Background: Advances in image analysis and computational techniques have facilitated automatic detection of critical features in histopathology images. Detection of nuclei is critical for squamous epithelium cervical intraepithelial neoplasia (CIN) classification into normal, CIN1, CIN2, and CIN3 grades.
Methods: In this study, a deep learning (DL)-based nuclei segmentation approach is investigated based on gathering localized information through the generation of superpixels using a simple linear iterative clustering algorithm and training with a convolutional neural network.
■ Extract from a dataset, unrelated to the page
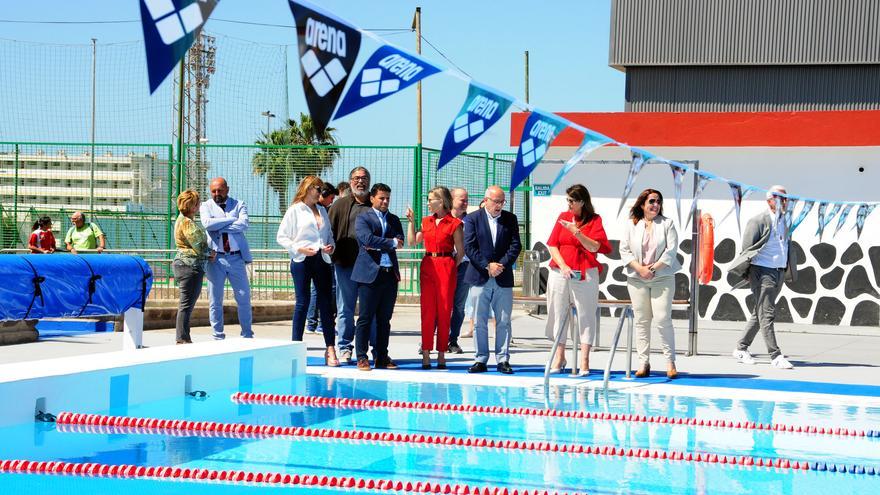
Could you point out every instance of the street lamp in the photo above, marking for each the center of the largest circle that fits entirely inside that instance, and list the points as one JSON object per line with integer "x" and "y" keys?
{"x": 268, "y": 114}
Results: The proposed approach was evaluated on a dataset of 133 digitized histology images and achieved an overall nuclei detection (object-based) accuracy of 95.97%, with demonstrated improvement over imaging-based and clustering-based benchmark techniques.
Conclusions: The proposed DL-based nuclei segmentation Method with superpixel analysis has shown improved segmentation results in comparison to state-of-the-art methods.
S. Sornapudi et al., "Deep Learning Nuclei Detection in Digitized Histology Images by Superpixels," Journal of Pathology Informatics, vol. 9, no. 1, Medknow Publications, Mar 2018.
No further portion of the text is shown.